Theta Ursae Majoris

Observation data Epoch J2000 Equinox ICRS
- Constellation: Ursa Major
- Right ascension: 09^{h} 32^{m} 51.43390^{s}
- Declination: +51° 40′ 38.2811″
- Apparent magnitude (V): 3.166

Characteristics
- Spectral type: F6 IV
- U−B color index: +0.03
- B−V color index: +0.46
- Variable type: Suspected

Astrometry
- Radial velocity (R_{v}): +14.6 km/s
- Proper motion (μ): RA: -947.46 mas/yr Dec.: -535.60 mas/yr
- Parallax (π): 74.19±0.14 mas
- Distance: 43.96 ± 0.08 ly (13.48 ± 0.03 pc)
- Absolute magnitude (M_{V}): 2.43

Details
- Mass: 1.41 M_{☉}
- Radius: 2.41±0.02 R_{☉}
- Luminosity: 7.871±0.158 L_{☉}
- Surface gravity (log g): 3.80 cgs
- Temperature: 6,256±82 K
- Metallicity [Fe/H]: –0.18 dex
- Rotational velocity (v sin i): 6.8 km/s
- Age: 2.2 Gyr
- Other designations: θ UMa, 25 UMa, BD+52 1401, FK5 358, GC 13157, GJ 354, HD 82328, HIP 46853, HR 3775, SAO 27289, PPM 32203, CCDM J09329+5141A, WDS J09329+5141A, IDS 09262+5208 A

Database references
- SIMBAD: data

= Theta Ursae Majoris =

Star system in the constellation Ursa Major

Theta Ursae Majoris (Theta UMa, θ Ursae Majoris, θ UMa) is a suspected spectroscopic binary star system in the northern circumpolar constellation of Ursa Major. It has an apparent visual magnitude of 3.17, placing it among the brighter members of this constellation. The distance to this star has been measured directly using the parallax method, yielding an estimated value of 43.96 ly.

In 1976, this was reported as a spectroscopic binary system by Helmut A. Abt and Saul G. Levy, giving it an orbital period of 371 days. However, this was brought into question by Christopher L. Morbey and Roger F. Griffin in 1987, who suggested that the data could be explained by random chance. Further observations in 2009 with observations with the Bok Telescope in Arizona did show changes of 180 m/s in radial velocity, although there was not sufficient evidence to support a Keplerian orbit. There is a 14th-magnitude common proper motion companion to Theta Ursae Majoris at an angular separation of 4.1 arcseconds, so this may potentially be a triple star system.

The primary component of this putative system has a published stellar classification of F6 IV, indicating it is a subgiant star that is evolving away from the main sequence.
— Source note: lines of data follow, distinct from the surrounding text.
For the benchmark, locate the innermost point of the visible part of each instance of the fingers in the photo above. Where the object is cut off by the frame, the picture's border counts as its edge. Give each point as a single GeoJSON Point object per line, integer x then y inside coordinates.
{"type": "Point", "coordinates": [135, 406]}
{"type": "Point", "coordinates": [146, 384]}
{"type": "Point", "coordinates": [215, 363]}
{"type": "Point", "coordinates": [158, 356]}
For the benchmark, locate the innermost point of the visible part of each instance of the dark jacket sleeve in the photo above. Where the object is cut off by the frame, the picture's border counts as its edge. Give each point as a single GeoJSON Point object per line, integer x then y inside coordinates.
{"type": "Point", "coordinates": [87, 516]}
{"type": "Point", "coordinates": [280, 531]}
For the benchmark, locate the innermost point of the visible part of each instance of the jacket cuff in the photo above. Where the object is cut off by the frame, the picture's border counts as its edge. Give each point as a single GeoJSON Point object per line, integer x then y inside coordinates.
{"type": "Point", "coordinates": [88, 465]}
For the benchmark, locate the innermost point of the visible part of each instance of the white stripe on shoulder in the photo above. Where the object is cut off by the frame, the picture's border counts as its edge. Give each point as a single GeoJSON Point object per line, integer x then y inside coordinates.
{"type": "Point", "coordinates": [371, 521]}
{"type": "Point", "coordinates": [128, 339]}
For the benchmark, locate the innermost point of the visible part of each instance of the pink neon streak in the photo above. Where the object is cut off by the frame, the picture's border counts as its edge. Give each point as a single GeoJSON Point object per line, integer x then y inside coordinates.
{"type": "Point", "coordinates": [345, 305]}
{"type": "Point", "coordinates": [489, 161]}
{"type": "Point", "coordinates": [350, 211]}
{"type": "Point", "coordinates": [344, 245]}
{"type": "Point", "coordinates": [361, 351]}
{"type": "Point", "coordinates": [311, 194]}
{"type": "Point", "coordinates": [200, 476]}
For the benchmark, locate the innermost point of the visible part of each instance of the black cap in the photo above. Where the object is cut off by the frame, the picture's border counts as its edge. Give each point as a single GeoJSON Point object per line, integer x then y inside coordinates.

In 2009, Helmut A. Abt listed it with a stellar classification of F7 V, suggesting that it is still on the main sequence. It is larger than the Sun with 141% of the Sun's mass and 241% of the Sun's radius. Consequently, it is shining brighter and evolving more rapidly than the Sun, with a luminosity nearly eight times the Sun's at an age of 2.2 billion years. This energy is being radiated from the star's outer atmosphere at an effective temperature of 6,256 K. At this heat, the star glows with the yellow-white hue of an F-type star.

The McDonald Observatory team has set limits to the hypothetical presence of one or more planets around the primary with masses between 0.24 and 4.6 Jupiter masses and average separations spanning between 0.05 and 5.2 AU.

==Naming and etymology==
- With τ, h, υ, φ, e, and f, it composed the Arabic asterism Sarīr Banāt al-Na'sh, the Throne of the daughters of Na'sh, and Al-Haud, the Pond. According to the catalogue of stars in the Technical Memorandum 33-507 - A Reduced Star Catalog Containing 537 Named Stars, Al-Haud were the title for seven stars : f as Alhaud I, τ as Alhaud II, e as Alhaud III, h as Alhaud IV, this star (θ) as Alhaud V, υ as Alhaud VI and φ as Alhaud VII .
- In Chinese, 文昌 (Wén Chāng), meaning Administrative Center, refers to an asterism consisting of θ Ursae Majoris, φ Ursae Majoris, υ Ursae Majoris, 15 Ursae Majoris and 18 Ursae Majoris. Consequently, the Chinese name for φ Ursae Majoris itself is known as 文昌四 (Wén Chāng sì, the Fourth Star of Administrative Center.). In addition, it is also the star of Shao Siming (少司命), one of the Chinese gods of destiny.